Joanne Faulkner of What Sorts of People has a post up on what ought to now be known as the Gould affair, in reference to the well-known Sokal hoax — which continues to haunt the postmodern left more than ten years after its perpetration. Faulkner summarizes the turn of events thus far:
Keith Windschuttle, editor of Australian Right magazine Quadrant, and prominent culture warrior, has been hoaxed — publishing an article arguing essentially that genetic scientists should be allowed to do anything they want without the scrutiny of the public or media, because scientists know best.

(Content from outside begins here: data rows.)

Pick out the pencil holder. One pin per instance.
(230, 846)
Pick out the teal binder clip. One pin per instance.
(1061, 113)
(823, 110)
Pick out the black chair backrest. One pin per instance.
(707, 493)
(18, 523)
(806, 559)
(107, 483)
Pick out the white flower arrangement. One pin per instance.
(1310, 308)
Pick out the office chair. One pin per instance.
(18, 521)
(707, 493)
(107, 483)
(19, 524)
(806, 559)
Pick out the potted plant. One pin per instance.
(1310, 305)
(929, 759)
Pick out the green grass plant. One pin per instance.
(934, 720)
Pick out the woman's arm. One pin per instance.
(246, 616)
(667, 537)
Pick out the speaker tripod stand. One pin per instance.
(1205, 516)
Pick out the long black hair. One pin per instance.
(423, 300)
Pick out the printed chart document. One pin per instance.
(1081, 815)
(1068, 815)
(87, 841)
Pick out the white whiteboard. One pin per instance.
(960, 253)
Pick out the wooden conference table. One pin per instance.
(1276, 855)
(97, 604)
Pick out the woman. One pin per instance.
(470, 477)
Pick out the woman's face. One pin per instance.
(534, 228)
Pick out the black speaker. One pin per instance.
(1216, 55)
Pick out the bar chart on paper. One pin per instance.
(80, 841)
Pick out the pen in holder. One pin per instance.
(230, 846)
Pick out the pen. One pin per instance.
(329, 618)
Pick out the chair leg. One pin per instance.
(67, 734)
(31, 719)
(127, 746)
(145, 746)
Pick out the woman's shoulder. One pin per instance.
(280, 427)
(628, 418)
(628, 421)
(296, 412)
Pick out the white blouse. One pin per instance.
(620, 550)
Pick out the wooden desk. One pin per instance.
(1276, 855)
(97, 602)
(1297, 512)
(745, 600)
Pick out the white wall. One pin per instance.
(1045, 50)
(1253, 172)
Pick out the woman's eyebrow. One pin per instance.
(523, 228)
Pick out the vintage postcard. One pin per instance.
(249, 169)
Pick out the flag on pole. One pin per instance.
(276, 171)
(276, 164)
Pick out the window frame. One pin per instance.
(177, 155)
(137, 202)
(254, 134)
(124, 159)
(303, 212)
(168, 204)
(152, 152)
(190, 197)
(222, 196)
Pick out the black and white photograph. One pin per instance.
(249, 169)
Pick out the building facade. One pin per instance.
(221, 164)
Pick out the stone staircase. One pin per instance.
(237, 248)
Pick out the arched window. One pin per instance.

The hoaxer outed themselves to another online magaine, Crikey, and has chronicled their misdeed in the blog ‘Diary of a Hoax.’ This is delicious. Windschuttle was something of an ‘official historian’ for Australia’s previous Howard Government, presenting their preferred version of Aboriginal history (that there was no stolen generation, that reports of massacres were overblown) by picking at the footnotes of academic historians such as Henry Reynolds, of the University of Tasmania.
Windschuttle positioned himself as the voice of reason against the tyranny of postmodernism in history research. That’s what makes this so sweet. As Crikey’s Margaret Simons writes:
The Gould hoax is designed to be a companion and a counter to the famous Sokal hoax, in which the physicist Alan Sokal submitted a paper to a postmodern cultural studies journal to show that post modernists would “publish an article liberally salted with nonsense if (a) it sounded good and (b) it flattered the editors’ ideological preconceptions.”
Windschuttle’s positioning of himself on the side of realism, and his opponents on the side of sophistry, is undone by this hoax — which, as distinct from the Sokal hoax, was not even perpetrated by a known and respected scientist (which at least had lent a certain credence to Sokal’s article in the minds of Social Text’s editors).
In the comments, Faulkner notes the interesting turn the scandal has recently taken. “[As] it turns out, Windschuttle has simply decided to deny the article’s status as a hoax altogether”:
He had published “Scare campaigns and science reporting” without checking what he called the “nitty gritty” of its facts, and he had put it in the magazine without showing it to anyone familiar with its subject, genetic engineering. But in two busy hours yesterday he was able to satisfy himself the article was “only 10 to 15 per cent invented. When I discovered that my gloom and embarrassment changed completely.”
[...]
Windschuttle didn’t check the paper or ring the CSIRO. He says: “We’re not a science journal.” But in any case, he doesn’t believe Quadrant has to check the facts in its articles. Though he has flayed historians for small errors in obscure footnotes in the past, he doesn’t believe his handling of the article falls short of his own standards. “I am not the author in this case. I’m the editor.”
Sadly, Gould’s hoax (probably) won’t get as much airtime as Sokal’s, even though what it reveals is much more important. Nevertheless, one can’t help but see this event as part of a larger trend intent on unveiling the more powerful, and dangerous, ideological forces at work in the sciences. Indeed, it is telling of the times, and surely a sign that we have moved past the problems Sokal revealed, that Chris Mooney (who, like “Gould”, has done much to expose right-wing attacks on science) and Sokal himself recently (in February 2007) co-authored an op-ed in the L.A. Times, which, in the words of Gristmill’s David Roberts, made the simple point:
whatever threat postmodernism once posed to science, it has been eclipsed by a more direct and ham-handed attack on science by the Republican Party. It’s just not sufficient to say that “both sides do it.” Turns out one side does it way, way more.